After Jim McIntosh graduated from the Purdue College of Technology in 1997, he moved west and swore he’d never move back.

That didn’t pan out exactly as he had planned.

The Director of Product at Indianapolis startup TinderBox (helping salespeople save time and make the sale from end to end) is originally from northern Indiana. He started college at the University of Kentucky but finished at Purdue. “I left the state for college thinking that I wanted to get out and do new things. I came back and recognized the value that was at Purdue. I wouldn’t have had the opportunities I did had I not gone to Purdue. Even early on, I left the state to experience new things.”

The Indiana tech world has changed substantially since Jim left the state after college. “In 1997, Software Artistry and some others were budding, but I didn’t even consider Indianapolis as an option to start a career in technology.”

Jim landed in Salt Lake City after graduation, learned online marketing with a computer graphics company during the first dot-com boom/bust, and then had a chance to join Backcountry.com as employee number 45. He was a business analyst, but functioned as a technical project manager.

Jim and his wife Kelly lived in Utah for more than 10 years. They had two children in Salt Lake City. During one specific visit home for the Fourth of July it hit Jim and his wife that his children needed to know their family and grow up in the Midwest as they had. “The girls were playing with my mom and I thought, ‘Oh my God, it’s not about me. They need to know their grandmother’”

So they prepared to move home, despite Jim’s love for his job at BackCountry.com. “I wouldn’t have left that company and the mountains were it not for my family.”

At first they looked at Chicago, because Jim thought that was the only place he could find a tech job.
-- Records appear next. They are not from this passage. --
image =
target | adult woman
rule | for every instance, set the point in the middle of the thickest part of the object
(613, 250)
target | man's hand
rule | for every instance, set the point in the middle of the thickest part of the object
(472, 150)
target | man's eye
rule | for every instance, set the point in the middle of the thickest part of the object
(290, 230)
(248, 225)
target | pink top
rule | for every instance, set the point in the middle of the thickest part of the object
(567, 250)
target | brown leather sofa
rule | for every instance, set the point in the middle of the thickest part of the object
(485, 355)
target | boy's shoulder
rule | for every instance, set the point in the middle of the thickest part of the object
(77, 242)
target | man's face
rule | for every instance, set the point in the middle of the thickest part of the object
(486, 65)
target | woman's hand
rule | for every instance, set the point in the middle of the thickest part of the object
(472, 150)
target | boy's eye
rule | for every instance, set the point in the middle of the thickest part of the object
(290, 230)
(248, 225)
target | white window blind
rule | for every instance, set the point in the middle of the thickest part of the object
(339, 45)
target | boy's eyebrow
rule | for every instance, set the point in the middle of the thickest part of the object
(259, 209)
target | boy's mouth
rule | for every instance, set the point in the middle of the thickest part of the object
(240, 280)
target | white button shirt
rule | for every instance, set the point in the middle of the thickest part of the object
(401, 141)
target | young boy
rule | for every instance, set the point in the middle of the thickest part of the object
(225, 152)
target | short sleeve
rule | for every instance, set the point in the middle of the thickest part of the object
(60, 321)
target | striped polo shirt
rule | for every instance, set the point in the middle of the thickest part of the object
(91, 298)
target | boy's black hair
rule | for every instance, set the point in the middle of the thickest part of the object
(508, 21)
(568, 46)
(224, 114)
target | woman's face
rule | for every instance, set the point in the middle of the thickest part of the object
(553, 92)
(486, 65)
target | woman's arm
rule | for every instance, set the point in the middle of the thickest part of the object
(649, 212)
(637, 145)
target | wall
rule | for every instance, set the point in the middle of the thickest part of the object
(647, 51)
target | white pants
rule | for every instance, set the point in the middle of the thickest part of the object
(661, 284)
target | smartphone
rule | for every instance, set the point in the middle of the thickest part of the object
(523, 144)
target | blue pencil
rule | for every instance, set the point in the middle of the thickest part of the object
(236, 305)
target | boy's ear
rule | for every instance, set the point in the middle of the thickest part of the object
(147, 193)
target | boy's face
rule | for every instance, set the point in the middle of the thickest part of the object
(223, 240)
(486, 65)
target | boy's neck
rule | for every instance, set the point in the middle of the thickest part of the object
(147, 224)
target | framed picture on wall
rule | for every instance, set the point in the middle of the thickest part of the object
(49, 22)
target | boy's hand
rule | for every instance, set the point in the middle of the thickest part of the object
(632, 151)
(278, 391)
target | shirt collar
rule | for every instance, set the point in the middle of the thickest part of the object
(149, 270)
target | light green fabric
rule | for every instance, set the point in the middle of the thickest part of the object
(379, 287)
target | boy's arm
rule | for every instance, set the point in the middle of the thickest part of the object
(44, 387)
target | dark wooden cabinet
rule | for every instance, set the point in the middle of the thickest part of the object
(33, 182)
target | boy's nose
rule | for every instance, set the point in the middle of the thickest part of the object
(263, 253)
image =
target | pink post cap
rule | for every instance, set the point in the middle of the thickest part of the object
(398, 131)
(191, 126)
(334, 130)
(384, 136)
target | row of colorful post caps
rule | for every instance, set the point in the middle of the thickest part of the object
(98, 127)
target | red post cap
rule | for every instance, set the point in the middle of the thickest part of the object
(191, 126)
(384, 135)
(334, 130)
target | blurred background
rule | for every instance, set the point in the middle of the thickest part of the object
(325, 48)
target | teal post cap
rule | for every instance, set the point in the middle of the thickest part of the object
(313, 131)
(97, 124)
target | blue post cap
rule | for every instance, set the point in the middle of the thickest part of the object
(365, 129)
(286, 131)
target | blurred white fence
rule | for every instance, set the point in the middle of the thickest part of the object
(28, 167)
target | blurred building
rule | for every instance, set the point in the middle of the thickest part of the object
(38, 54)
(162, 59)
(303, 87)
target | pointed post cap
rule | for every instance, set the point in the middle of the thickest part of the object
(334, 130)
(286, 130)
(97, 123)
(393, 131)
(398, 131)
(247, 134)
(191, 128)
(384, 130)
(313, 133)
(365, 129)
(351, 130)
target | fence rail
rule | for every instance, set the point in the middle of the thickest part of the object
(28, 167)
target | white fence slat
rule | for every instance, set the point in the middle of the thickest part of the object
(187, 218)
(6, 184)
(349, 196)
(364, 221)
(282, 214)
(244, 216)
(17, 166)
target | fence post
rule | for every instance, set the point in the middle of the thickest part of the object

He had offers on the table from Google and FTD. But as they started looking for houses, they quickly decided the cost of living and long commute in Chicago weren’t what they wanted.

“I turned down those offers in Chicago and said, ‘Hey, we’re moving back for family,’ so we moved to Indianapolis to be closer to Kelly’s parents.”

After a short period as an independent consultant, Jim jumped to ExactTarget, a company with which he was vaguely familiar. He was one of four product managers at ExactTarget, just as that role was starting to take shape.

“I rode the rocket ship through December 2012. I made it through the explosive growth, built a product line and saw some great success there. I met a lot of wonderful people and had great relationships with many customers.”

In December 2012, Jim saw an opportunity at TinderBox. “TinderBox was an opportunity to join earlier than I did at BackCountry.com. For me, that meant helping define the culture and leverage my experience to support growing the business. At the time, TinderBox was operating out of the Speak Easy, a collaborative workspace in Broad Ripple just north of Indianapolis. Jim was employee number 13.

“I thought of myself as an investor in TinderBox. As an investor, I looked at the leadership already in place, the product and the market. TinderBox had a great start on all three areas so I chose to invest by pouring myself in. ”

Now Jim is just barely two years into his TinderBox life. “TinderBox has become, for me, an extension of my family. We’re not the kind of company where everybody just kind of comes in, punches the clock and then leaves. The shared investment is what drives us all to make this work.”

Jim and his (home) family have taken root in Fishers, where they spent $100,000 less for more property and just as much house as they did in Utah. On top of the cost of living benefits the Hamilton Southeastern school district “offers resources far and away superior to what we would have had in Salt Lake City.”

Jim’s advice for people considering a move to Indiana? “Get to know the networks that are here. What you’ll find is incredible.”